Thompson Sampling for Infinite-Horizon Discounted Decision Processes
arXiv:2405.08253v3 Announce Type: replace
Abstract: This paper develops a viable notion of learning for sampling-based algorithms that applies in broader settings than previously considered. More specifically, we model a discounted infinite-horizon MDPs with Borel state and action spaces, whose rewards and transitions depend on an unknown parameter. To analyze adaptive learning algorithms based on sampling we introduce a general canonical probability space in this setting. Since standard definitions of regret are inadequate for policy evaluation in this setting, we propose new metrics that arise from decomposing the standard expected regret in discounted infinite-horizon MDPs into three terms: (i) the expected finite-time regret, (ii) the expected state regret, and (iii) the expected residual regret. Component (i) translates into the traditional concept of expected regret over a finite horizon. Term (ii) reflects how much future performance is compromised at a given time because earlier decisions have led the system to a less favorable state than under an optimal policy. Finally, metric (iii) measures regret with respect to the optimal reward from the current period onward, disregarding the irreversible consequences of past decisions.
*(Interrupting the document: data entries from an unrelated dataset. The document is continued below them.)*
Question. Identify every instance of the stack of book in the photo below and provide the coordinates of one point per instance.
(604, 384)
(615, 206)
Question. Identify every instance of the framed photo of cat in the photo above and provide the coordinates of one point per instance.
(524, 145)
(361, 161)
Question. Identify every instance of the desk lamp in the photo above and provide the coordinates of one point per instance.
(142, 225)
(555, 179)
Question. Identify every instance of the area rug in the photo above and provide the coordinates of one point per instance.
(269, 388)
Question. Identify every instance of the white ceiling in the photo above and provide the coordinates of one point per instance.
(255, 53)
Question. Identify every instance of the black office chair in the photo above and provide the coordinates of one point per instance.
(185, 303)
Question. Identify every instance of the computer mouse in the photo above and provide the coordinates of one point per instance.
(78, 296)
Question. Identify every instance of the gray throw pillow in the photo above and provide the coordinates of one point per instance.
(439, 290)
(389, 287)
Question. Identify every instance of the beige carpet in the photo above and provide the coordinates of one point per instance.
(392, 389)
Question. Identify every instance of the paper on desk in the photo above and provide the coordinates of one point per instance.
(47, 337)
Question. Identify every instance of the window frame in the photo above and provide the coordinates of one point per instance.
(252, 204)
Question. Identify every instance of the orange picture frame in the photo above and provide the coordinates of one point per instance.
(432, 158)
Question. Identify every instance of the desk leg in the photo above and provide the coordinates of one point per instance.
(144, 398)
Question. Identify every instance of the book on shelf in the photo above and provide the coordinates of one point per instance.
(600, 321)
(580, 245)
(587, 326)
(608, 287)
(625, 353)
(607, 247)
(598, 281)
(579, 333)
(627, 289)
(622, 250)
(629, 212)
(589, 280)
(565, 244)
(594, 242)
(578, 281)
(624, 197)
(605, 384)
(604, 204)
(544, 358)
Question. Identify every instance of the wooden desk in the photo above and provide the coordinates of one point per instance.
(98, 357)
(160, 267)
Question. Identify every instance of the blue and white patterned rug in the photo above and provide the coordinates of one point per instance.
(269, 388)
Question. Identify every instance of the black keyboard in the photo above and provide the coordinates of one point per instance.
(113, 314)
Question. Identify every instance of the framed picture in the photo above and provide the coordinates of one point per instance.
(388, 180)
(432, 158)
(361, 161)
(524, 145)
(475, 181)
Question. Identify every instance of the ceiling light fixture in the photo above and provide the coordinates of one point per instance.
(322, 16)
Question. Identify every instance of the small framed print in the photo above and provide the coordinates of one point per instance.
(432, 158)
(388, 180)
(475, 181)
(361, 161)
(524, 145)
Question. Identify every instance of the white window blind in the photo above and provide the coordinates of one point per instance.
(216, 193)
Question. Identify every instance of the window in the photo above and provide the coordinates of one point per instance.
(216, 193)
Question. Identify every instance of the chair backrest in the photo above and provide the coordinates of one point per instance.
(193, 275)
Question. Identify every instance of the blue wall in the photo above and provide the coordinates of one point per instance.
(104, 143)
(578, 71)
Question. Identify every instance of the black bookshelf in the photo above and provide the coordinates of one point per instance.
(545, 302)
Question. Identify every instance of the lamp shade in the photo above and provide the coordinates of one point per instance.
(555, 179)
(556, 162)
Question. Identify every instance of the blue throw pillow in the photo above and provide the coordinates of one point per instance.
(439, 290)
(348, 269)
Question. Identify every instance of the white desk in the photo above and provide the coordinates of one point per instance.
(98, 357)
We further disaggregate this term by introducing the probabilistic residual regret, a finer, sample-path version of (iii) that captures the remaining loss in future performance from the current period onward, conditional on the observed history. Its expectation coincides with (iii). We then focus on Thompson sampling (TS); under assumptions that extend those used in prior work on finite state and action spaces to the Borel setting, we show that component (iii) for TS converges to zero exponentially fast. We further show that, under mild conditions ensuring the existence of the relevant limits, its probabilistic counterpart converges to zero almost surely and TS achieves complete learning.